How Cosmic Rays Are Detected
Scientists measure cosmic rays using several techniques, all based on the fact that these particles interact with matter in predictable ways. Silicon detectors produce electrical pulses proportional to the energy a particle deposits as it passes through, revealing both its charge and energy. Tracking chambers placed inside magnetic fields measure how much a particle’s path curves, which indicates its momentum. Faster, lighter particles curve differently than slower, heavier ones.

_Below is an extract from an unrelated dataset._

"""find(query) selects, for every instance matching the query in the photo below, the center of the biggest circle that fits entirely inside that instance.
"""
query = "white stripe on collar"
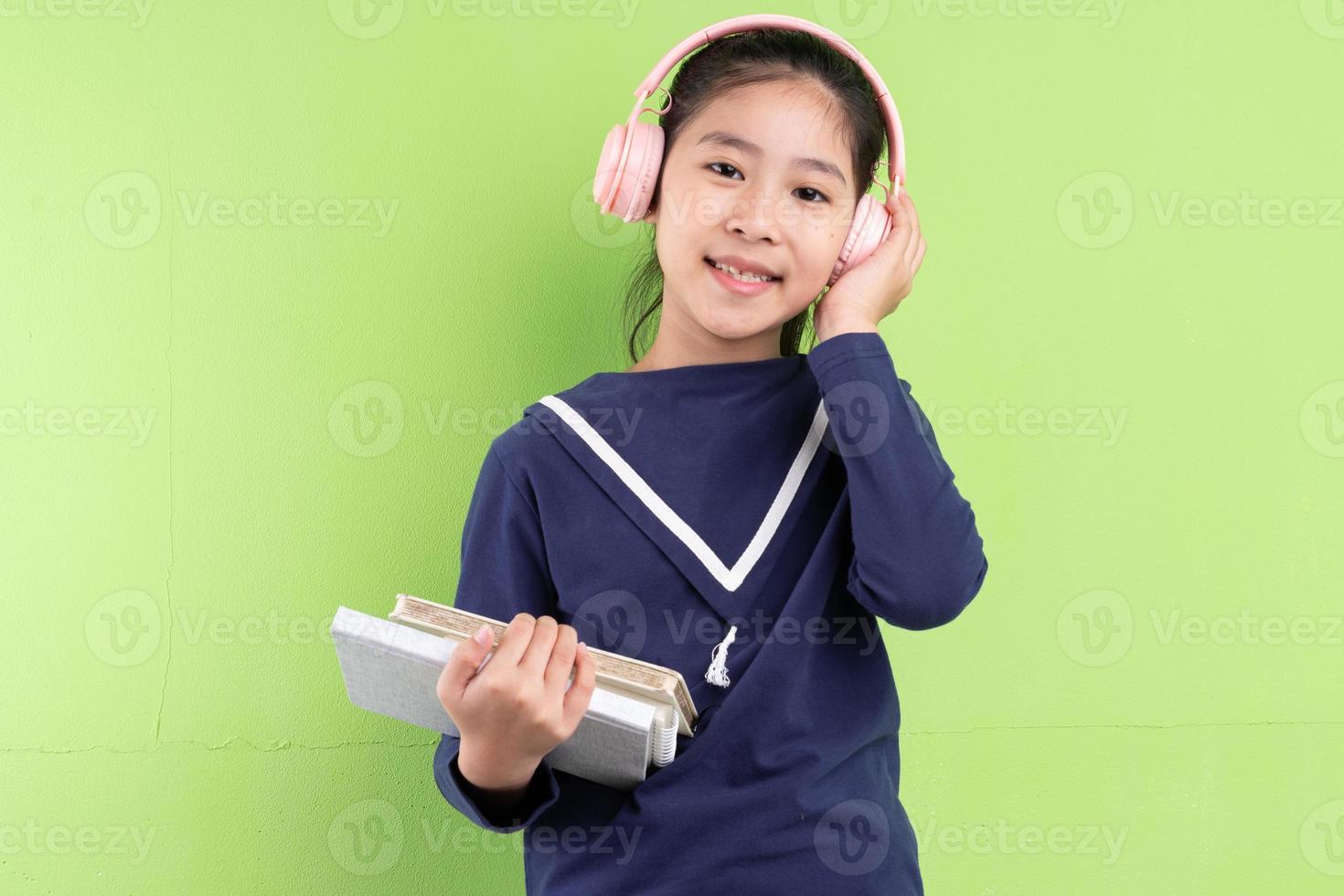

For extremely high-energy particles, Cherenkov detectors measure the faint light produced when a particle travels through a material faster than light can travel through that same material (a kind of optical sonic boom). The brightness of this flash corresponds to the particle’s velocity. By combining data from multiple detector types, researchers can identify the charge, mass, energy, and direction of individual cosmic ray particles, building up a detailed census of what’s arriving from deep space.